Springfield Fire & Marine Ins. Co. v. Wade
Decision Date | 19 June 1902 |
Parties | SPRINGFIELD FIRE & MARINE INS. CO. v. WADE. |
Court | Texas Supreme Court |
Action by Thomas L. Wade against the Springfield Fire & Marine Insurance Company. Judgment for plaintiff, and defendant appeals. Questions certified to the supreme court. Questions answered.
Alexander & Thompson, S. J. Hogsett, and Thomas Bates, for appellant. Smith, Templeton & Tolbert, for appellee.

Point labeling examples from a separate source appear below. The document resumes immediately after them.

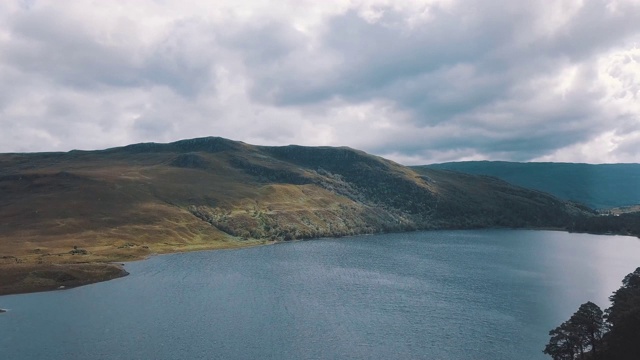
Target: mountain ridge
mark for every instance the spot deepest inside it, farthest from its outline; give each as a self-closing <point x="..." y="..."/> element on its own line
<point x="129" y="202"/>
<point x="599" y="186"/>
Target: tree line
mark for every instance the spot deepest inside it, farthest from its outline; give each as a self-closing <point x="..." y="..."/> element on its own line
<point x="593" y="334"/>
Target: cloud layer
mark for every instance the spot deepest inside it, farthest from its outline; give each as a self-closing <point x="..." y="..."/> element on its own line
<point x="416" y="81"/>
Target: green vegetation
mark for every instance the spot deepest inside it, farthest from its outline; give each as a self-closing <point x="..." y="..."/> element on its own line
<point x="597" y="186"/>
<point x="129" y="202"/>
<point x="590" y="334"/>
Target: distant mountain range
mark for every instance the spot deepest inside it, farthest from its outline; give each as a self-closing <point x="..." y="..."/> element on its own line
<point x="597" y="186"/>
<point x="145" y="198"/>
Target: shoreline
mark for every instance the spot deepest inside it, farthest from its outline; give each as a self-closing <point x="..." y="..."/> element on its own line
<point x="24" y="278"/>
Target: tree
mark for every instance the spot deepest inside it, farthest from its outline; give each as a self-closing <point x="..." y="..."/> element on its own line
<point x="589" y="326"/>
<point x="580" y="335"/>
<point x="563" y="343"/>
<point x="623" y="338"/>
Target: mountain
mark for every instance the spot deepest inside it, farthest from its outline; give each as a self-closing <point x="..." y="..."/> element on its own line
<point x="124" y="203"/>
<point x="597" y="186"/>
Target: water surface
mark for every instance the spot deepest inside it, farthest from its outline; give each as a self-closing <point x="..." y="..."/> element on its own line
<point x="491" y="294"/>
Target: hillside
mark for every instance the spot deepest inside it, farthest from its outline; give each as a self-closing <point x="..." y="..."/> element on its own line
<point x="597" y="186"/>
<point x="128" y="202"/>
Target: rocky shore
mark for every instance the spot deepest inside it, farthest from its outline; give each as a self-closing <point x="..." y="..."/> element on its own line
<point x="26" y="278"/>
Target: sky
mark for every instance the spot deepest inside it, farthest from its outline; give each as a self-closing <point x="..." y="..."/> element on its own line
<point x="417" y="82"/>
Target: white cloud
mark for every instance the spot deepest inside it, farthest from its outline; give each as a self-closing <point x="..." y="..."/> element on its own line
<point x="418" y="81"/>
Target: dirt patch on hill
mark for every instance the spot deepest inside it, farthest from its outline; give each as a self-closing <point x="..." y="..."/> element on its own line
<point x="26" y="278"/>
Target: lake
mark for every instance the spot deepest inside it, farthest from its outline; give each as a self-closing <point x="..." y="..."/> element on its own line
<point x="488" y="294"/>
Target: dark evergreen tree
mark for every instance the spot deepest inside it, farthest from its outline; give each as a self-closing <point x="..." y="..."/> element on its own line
<point x="623" y="338"/>
<point x="578" y="336"/>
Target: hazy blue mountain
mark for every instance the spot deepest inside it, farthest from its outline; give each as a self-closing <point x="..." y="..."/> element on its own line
<point x="597" y="186"/>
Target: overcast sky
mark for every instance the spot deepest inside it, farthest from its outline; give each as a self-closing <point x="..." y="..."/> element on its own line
<point x="415" y="81"/>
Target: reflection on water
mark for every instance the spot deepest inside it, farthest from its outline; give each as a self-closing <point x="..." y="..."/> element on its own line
<point x="428" y="295"/>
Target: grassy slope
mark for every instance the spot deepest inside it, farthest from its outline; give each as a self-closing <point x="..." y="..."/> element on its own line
<point x="126" y="203"/>
<point x="597" y="186"/>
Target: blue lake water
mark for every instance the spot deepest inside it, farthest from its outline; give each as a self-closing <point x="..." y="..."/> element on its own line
<point x="490" y="294"/>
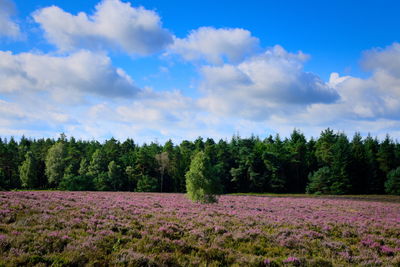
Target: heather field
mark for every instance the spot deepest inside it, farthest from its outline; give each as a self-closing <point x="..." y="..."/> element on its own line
<point x="144" y="229"/>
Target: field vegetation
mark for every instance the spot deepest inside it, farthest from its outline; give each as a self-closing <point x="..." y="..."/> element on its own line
<point x="56" y="228"/>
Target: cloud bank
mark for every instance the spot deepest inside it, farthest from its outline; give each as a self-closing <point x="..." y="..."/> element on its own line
<point x="81" y="72"/>
<point x="215" y="45"/>
<point x="240" y="87"/>
<point x="114" y="24"/>
<point x="8" y="27"/>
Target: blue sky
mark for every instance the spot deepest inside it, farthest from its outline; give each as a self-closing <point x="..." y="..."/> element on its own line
<point x="181" y="69"/>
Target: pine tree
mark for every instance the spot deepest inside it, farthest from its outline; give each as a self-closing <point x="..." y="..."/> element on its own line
<point x="392" y="185"/>
<point x="55" y="163"/>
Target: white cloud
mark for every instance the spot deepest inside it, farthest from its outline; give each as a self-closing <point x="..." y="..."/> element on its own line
<point x="80" y="73"/>
<point x="214" y="45"/>
<point x="273" y="82"/>
<point x="114" y="24"/>
<point x="8" y="27"/>
<point x="366" y="104"/>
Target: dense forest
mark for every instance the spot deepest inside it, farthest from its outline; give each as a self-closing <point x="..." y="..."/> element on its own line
<point x="330" y="164"/>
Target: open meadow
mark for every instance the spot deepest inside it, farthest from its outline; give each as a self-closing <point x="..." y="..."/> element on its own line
<point x="149" y="229"/>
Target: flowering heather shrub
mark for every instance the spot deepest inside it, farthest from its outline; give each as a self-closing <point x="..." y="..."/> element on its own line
<point x="148" y="229"/>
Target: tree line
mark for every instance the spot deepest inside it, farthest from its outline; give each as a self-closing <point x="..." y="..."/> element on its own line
<point x="329" y="164"/>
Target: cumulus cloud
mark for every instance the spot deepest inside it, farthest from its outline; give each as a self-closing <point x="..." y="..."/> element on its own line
<point x="8" y="27"/>
<point x="369" y="104"/>
<point x="273" y="82"/>
<point x="215" y="45"/>
<point x="114" y="24"/>
<point x="81" y="72"/>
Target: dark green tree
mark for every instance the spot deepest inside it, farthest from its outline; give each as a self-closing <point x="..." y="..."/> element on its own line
<point x="201" y="183"/>
<point x="392" y="184"/>
<point x="320" y="181"/>
<point x="28" y="171"/>
<point x="55" y="163"/>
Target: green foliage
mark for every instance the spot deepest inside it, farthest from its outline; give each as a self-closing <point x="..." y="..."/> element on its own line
<point x="280" y="165"/>
<point x="202" y="184"/>
<point x="28" y="171"/>
<point x="147" y="183"/>
<point x="55" y="163"/>
<point x="320" y="181"/>
<point x="115" y="178"/>
<point x="392" y="185"/>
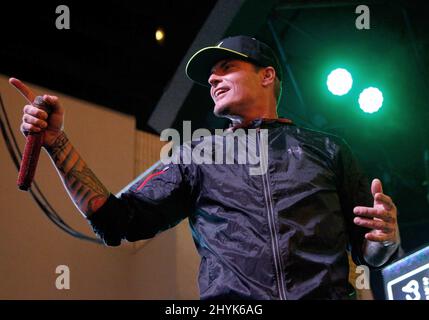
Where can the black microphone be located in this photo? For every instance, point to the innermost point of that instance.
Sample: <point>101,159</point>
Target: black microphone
<point>31,151</point>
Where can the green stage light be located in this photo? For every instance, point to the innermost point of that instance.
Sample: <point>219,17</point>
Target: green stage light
<point>370,100</point>
<point>339,81</point>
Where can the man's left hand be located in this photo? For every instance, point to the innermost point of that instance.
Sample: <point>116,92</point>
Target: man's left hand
<point>381,218</point>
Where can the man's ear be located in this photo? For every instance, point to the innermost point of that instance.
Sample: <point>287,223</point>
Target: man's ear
<point>268,76</point>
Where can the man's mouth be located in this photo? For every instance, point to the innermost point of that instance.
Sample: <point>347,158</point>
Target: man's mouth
<point>219,92</point>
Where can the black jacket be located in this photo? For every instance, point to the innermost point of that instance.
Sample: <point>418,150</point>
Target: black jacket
<point>279,235</point>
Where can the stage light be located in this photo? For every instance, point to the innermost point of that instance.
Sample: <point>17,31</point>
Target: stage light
<point>370,100</point>
<point>339,81</point>
<point>159,35</point>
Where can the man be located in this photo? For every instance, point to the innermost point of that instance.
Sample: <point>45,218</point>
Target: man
<point>281,234</point>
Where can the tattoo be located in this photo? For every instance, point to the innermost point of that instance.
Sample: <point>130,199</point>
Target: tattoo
<point>85,189</point>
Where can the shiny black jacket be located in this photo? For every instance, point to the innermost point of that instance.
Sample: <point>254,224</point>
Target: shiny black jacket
<point>280,235</point>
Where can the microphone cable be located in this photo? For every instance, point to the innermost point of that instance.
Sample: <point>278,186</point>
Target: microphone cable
<point>35,191</point>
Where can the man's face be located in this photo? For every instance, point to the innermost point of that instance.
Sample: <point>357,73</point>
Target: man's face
<point>235,88</point>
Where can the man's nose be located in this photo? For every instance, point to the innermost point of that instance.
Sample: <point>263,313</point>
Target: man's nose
<point>214,79</point>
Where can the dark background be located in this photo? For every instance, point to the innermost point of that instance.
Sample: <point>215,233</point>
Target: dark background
<point>110,57</point>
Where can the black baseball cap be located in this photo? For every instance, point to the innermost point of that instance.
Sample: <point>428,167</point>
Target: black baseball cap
<point>239,47</point>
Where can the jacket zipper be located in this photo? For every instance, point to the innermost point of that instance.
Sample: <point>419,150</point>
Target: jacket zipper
<point>278,265</point>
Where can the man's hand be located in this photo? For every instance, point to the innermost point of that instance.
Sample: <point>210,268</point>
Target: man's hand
<point>381,218</point>
<point>37,120</point>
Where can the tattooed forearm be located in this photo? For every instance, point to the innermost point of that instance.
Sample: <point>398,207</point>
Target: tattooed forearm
<point>86,191</point>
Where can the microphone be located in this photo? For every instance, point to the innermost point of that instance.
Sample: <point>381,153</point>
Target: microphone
<point>31,151</point>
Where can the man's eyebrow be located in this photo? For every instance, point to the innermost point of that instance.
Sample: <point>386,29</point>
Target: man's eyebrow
<point>223,63</point>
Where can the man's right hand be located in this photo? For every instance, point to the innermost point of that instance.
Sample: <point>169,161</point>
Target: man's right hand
<point>36,120</point>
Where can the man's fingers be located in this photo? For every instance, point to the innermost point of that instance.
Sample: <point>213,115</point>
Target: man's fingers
<point>376,187</point>
<point>23,89</point>
<point>36,112</point>
<point>385,200</point>
<point>373,224</point>
<point>373,213</point>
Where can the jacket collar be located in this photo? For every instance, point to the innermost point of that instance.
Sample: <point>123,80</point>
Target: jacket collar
<point>258,123</point>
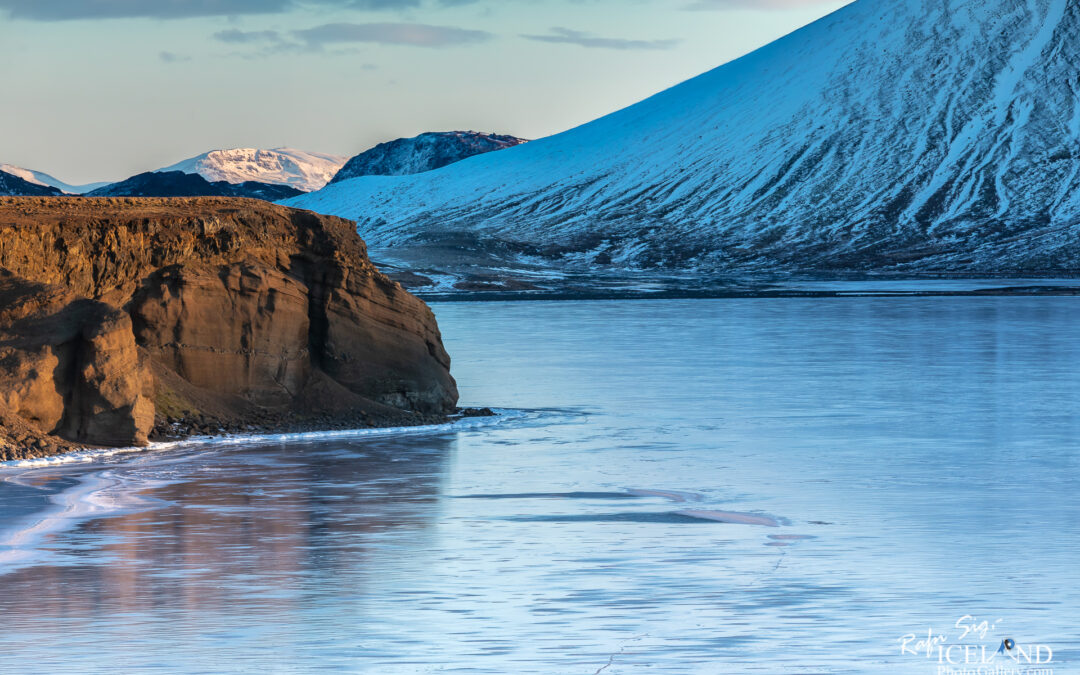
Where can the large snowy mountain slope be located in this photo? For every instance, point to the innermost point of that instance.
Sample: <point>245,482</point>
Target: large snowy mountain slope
<point>899,135</point>
<point>423,152</point>
<point>297,169</point>
<point>38,177</point>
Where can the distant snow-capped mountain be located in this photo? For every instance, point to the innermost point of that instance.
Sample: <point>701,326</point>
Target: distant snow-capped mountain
<point>297,169</point>
<point>892,135</point>
<point>15,186</point>
<point>423,152</point>
<point>179,184</point>
<point>38,177</point>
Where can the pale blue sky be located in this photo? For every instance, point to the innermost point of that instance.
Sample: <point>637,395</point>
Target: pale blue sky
<point>98,90</point>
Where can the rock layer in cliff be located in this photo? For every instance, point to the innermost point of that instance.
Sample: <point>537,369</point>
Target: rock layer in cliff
<point>113,310</point>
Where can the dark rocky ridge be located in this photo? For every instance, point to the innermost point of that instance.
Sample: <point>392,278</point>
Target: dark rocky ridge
<point>123,319</point>
<point>179,184</point>
<point>424,152</point>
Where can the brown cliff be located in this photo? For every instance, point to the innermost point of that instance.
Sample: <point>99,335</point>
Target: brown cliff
<point>118,315</point>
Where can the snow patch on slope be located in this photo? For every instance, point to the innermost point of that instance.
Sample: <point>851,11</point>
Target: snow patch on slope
<point>297,169</point>
<point>38,177</point>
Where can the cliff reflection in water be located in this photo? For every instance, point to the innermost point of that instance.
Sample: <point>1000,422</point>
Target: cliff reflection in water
<point>252,523</point>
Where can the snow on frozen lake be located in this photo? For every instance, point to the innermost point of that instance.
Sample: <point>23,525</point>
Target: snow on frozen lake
<point>692,486</point>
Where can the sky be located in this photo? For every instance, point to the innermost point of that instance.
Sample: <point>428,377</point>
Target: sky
<point>100,90</point>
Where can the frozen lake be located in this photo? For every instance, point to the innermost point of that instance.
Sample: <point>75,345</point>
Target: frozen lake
<point>677,486</point>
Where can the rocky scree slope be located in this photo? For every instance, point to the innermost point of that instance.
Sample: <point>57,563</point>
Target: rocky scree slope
<point>119,316</point>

The certificate is as follows:
The question upon which the decision of both of those put by the court depends is: Do the facts stated show a breach of the warranty that no gasoline shall be "kept, used, or allowed" on the premises? The fact that the fire was caused by the gasoline, or by the negligence of the insured, if there was such negligence, is not, by the policy, as stated, made a ground for avoiding it; and it is properly conceded by appellee that the permission to use a gasoline stove does not affect the case. The question therefore is, as stated, whether or not the gasoline, in the sense in which those words are used in the contract, was "kept, used, or allowed" on the premises. We find it unnecessary to determine the extent to which appellee is responsible for the acts of his wife to which he did not consent. For the purposes of this case alone, it will be assumed that all that was done is properly chargeable to appellee. That the gasoline was not kept on the premises is clear. Hynds v. Insurance Co., 11 N. Y. 554. That this is substantially true, all of the authorities agree. Mears v. Insurance Co., 92 Pa. 15, 37 Am. Rep. 647; Insurance Co. v. Whiteford, 31 Md. 219, 100 Am. Rep. 45; Insurance Co. v. Simmons, 30 Pa. 299; First Cong. Church of Rockland v. Holyoke Mut. Fire Ins. Co., 158 Mass. 479, 33 N. E....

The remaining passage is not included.